Anxiety is not something that’s new to me or my family. My parents, my sister, and many of my cousins, uncles, and aunts have struggled with it or continue to. But regardless of whether or not you have a family history of anxiety, or even a diagnosis, the truth is that we all feel burdened by fear and stress at times. So, I’ve compiled a list of helpful strategies that I employ when I feel an anxiety attack coming on, which can be caused by any number of factors. Sometimes, it’s just general “school anxiety,” or it can be more specific stimuli, like a stressful group presentation or exam coming up. Many of these suggestions are common pieces of advice, but they can be useful reminders, especially in that moment of panic.

  1. Don’t forget to breathe. It seems obvious, but I personally tend not to notice that I’ve stopped breathing. When I remind myself to take deep breaths, more oxygen gets to my brain. This helps me think clearly and realize there is nothing to be afraid about.
  2. Let yourself feel. I used to think that if I suppressed my anxieties, if I buried them and didn’t give them a voice, then they would stop bothering me. Instead, they just found other ways to get to me, even when I was actively trying not to think about them. I would find my anxiety level rising with no clear reason at all—which can be scarier than when I know the source. Therefore, my advice would be to talk it out, whether to yourself, or to a friend, or to someone on campus who you trust like a professor or counselor, and address why you feel anxious. Just saying it or writing it down will often make those overwhelming feelings start to dissipate.

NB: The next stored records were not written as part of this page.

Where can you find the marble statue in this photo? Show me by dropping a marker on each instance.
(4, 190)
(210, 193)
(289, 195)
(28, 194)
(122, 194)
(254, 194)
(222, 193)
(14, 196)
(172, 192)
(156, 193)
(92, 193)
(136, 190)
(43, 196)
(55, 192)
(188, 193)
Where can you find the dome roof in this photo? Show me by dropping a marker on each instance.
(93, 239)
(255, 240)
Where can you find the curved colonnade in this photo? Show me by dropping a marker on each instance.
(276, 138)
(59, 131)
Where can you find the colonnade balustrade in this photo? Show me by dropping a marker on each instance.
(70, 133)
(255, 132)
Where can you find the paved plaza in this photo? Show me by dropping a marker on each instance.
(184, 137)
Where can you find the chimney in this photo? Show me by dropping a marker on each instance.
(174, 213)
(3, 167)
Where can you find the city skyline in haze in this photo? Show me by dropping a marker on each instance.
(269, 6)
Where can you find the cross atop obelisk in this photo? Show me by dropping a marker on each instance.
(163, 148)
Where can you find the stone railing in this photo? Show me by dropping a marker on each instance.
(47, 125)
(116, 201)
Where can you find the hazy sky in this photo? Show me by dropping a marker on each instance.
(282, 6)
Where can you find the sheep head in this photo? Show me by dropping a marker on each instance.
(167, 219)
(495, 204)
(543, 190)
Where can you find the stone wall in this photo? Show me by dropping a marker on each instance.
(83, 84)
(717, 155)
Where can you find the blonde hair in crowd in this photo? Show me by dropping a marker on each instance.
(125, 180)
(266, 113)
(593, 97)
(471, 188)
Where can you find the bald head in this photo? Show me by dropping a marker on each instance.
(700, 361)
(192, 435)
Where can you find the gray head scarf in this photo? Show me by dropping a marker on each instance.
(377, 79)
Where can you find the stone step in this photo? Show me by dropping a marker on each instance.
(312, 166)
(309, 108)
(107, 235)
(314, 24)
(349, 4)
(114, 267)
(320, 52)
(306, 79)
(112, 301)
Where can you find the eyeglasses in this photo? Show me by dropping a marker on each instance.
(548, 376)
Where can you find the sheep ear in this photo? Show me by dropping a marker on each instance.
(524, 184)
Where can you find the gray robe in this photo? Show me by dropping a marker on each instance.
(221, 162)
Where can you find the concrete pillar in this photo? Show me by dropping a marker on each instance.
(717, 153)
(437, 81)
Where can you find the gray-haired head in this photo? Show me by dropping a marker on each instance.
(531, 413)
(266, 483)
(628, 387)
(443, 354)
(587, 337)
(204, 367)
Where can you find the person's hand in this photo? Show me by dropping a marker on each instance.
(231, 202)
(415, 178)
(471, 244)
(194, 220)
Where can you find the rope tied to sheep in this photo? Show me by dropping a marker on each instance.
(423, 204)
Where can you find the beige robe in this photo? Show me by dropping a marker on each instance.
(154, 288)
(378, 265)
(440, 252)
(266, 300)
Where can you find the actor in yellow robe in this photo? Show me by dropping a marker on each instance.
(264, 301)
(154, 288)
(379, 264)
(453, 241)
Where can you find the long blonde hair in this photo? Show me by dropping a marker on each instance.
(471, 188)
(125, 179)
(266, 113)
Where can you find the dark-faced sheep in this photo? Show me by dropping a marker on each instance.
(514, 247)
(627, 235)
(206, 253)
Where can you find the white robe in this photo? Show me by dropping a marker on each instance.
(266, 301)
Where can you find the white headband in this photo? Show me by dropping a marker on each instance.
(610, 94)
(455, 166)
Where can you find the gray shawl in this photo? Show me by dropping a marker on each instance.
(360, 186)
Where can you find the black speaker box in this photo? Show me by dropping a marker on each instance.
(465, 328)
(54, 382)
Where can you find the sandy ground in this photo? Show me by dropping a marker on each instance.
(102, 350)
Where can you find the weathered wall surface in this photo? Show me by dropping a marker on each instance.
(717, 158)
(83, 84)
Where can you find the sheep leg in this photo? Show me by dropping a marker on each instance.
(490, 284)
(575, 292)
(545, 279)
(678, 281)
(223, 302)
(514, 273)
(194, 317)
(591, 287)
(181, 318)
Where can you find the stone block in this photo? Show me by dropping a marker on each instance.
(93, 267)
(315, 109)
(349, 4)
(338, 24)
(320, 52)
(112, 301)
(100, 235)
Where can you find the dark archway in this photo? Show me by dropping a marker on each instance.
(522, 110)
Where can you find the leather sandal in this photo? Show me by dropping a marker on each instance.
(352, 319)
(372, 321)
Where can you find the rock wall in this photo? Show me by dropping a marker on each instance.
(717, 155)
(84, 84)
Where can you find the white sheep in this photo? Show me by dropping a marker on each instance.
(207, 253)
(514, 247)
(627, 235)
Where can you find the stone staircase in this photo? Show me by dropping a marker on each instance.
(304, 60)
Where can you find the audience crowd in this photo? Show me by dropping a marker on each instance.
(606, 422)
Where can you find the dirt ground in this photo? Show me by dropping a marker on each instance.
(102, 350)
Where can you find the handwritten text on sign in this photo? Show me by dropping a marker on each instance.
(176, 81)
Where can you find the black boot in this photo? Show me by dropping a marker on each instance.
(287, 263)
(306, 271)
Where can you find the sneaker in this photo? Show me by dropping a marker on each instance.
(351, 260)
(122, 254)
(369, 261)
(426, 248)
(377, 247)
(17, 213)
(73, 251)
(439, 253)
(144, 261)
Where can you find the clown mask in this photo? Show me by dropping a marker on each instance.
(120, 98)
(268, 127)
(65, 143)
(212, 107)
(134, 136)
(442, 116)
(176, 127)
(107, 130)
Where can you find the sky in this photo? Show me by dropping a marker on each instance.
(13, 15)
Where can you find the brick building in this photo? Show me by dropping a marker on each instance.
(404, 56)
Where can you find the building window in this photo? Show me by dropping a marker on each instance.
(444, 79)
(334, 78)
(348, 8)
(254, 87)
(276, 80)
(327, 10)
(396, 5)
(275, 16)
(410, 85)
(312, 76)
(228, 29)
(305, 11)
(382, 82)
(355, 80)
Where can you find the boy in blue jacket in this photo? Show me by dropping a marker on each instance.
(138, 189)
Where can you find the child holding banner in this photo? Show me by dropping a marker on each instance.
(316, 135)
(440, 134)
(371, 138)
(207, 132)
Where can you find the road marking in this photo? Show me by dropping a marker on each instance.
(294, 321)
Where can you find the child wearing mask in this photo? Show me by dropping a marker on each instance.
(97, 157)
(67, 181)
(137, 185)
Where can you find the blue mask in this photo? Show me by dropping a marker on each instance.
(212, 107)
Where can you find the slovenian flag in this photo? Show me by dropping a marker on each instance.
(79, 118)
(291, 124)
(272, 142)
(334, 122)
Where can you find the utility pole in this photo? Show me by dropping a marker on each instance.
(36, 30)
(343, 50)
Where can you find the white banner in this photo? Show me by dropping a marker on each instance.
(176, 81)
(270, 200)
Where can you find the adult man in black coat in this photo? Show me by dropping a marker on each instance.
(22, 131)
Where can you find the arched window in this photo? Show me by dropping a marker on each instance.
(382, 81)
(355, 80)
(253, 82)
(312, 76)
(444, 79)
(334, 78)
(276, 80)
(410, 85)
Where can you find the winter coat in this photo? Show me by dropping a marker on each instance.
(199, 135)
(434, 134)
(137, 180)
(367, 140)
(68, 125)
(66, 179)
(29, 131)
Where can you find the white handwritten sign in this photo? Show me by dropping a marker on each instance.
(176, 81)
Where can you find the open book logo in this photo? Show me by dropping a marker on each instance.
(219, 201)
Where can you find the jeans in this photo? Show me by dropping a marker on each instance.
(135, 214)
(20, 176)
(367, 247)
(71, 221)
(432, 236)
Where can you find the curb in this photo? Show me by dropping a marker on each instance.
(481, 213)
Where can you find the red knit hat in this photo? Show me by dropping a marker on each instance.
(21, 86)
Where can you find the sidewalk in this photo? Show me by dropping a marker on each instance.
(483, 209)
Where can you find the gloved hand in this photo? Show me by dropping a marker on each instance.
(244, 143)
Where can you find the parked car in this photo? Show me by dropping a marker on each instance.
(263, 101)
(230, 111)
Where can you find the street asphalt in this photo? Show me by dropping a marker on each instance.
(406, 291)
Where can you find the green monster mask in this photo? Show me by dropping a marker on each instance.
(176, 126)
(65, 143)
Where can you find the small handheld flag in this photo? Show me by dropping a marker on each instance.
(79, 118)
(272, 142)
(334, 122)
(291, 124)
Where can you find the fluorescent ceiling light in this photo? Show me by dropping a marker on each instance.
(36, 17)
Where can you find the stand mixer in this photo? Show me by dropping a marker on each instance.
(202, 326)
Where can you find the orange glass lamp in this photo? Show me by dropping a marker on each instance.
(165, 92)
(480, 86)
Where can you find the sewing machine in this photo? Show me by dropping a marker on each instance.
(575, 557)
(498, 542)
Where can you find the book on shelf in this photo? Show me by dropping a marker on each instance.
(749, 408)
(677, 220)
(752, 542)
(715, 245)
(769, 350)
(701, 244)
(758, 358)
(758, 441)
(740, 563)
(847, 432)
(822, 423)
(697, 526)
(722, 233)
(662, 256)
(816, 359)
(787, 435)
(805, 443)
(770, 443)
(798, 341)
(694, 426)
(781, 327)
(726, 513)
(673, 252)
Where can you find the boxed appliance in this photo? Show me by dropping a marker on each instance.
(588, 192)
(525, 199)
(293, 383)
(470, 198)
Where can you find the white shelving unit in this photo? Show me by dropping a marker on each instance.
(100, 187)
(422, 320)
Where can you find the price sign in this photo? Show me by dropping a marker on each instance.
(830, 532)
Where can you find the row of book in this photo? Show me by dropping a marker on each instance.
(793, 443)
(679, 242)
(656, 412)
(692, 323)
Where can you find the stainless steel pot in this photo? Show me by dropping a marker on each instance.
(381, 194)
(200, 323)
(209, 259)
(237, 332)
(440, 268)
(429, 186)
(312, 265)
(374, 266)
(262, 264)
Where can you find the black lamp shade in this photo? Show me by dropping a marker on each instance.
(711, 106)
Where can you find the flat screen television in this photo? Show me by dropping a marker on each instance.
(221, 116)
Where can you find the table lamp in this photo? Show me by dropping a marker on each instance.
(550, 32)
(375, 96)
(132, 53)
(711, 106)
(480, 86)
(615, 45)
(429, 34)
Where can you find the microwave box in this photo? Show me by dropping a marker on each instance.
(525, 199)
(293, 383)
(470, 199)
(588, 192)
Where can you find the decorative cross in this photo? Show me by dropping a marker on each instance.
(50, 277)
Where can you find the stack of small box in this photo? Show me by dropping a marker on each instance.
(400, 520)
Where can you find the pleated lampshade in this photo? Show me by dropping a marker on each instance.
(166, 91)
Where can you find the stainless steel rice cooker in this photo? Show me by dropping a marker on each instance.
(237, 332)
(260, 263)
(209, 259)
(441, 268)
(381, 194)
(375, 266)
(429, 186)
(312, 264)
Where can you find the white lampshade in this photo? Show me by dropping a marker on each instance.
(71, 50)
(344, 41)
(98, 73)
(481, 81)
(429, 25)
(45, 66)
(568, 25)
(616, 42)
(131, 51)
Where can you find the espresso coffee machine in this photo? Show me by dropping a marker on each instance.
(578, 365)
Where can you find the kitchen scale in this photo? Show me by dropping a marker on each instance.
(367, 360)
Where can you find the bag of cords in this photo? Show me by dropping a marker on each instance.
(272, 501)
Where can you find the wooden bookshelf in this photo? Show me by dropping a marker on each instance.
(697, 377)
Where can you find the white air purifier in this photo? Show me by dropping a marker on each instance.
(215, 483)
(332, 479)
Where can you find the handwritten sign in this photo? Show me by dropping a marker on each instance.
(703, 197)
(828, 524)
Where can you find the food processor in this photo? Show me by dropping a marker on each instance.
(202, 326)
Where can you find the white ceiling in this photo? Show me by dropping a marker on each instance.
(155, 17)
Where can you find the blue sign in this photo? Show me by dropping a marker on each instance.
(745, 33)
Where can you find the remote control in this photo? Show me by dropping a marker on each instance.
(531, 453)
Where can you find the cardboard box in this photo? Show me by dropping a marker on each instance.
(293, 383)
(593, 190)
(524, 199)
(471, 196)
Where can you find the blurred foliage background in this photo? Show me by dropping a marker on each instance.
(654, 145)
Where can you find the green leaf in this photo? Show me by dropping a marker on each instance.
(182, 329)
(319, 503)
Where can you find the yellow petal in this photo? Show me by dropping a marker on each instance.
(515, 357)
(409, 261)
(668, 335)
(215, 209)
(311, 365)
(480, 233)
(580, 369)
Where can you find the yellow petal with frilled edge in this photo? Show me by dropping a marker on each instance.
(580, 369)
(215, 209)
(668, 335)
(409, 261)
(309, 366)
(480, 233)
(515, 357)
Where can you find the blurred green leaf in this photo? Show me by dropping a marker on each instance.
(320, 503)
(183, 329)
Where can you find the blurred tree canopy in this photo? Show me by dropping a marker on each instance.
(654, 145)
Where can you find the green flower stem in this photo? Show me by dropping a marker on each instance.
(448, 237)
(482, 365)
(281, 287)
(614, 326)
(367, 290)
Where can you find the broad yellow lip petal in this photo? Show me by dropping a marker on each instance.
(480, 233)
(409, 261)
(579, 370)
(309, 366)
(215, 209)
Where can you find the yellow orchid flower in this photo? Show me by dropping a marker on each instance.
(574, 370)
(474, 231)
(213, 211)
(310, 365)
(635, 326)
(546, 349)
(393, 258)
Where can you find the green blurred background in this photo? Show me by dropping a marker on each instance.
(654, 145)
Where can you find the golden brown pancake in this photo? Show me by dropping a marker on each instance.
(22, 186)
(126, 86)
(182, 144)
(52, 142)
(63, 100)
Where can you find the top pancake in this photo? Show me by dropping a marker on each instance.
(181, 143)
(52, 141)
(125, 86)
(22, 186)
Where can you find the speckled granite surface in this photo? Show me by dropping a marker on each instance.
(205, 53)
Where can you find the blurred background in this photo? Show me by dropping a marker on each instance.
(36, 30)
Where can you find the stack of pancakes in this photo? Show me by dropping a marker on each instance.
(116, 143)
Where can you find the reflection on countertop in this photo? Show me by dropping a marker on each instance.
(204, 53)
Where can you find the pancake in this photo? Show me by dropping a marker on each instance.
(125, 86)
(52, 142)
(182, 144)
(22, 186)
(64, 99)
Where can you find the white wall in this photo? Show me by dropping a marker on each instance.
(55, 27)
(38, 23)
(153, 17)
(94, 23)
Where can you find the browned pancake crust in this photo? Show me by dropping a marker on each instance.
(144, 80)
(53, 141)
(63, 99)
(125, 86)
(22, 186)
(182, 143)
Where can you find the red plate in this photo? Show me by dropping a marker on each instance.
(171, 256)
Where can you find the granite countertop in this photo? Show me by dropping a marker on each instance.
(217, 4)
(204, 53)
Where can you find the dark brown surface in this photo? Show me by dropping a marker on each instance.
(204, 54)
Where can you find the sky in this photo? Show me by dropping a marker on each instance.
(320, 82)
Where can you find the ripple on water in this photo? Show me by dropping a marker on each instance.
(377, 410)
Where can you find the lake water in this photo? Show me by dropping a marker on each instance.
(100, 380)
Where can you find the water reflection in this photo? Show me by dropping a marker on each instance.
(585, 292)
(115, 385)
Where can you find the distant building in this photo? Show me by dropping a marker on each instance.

  3. Change the setting. Geneseo has an arboretum for a reason. That’s my favorite place to go when I’m feeling anxious. Stepping into nature has been proven to have therapeutic effects, and it also encourages me to get some exercise. But even if you’re not going to our arboretum, it can feel liberating to step away from the environment you were just in and take a break. Another option is to get in touch with the mental health resources on campus, such as Pathways. While it can be intimidating to ask for help, it’s always worth it to surround yourself with a supportive network.
  4. Finally, do what works for you. Ultimately, this list isn’t a foolproof way of preventing a panic attack, and I know that different things work for different people. Another strategy that I use is counting to 100, just to get my mind off of things, but that’s not for everyone. The more you find things that calm your nerves, the more prepared you can be in times of stress.

Anxiety can affect you for any reason, especially after such a drastic change from high school to college. There are support systems here at your disposal for whenever you feel overwhelmed or anxious, and above all, it’s important to remember that you’re not alone.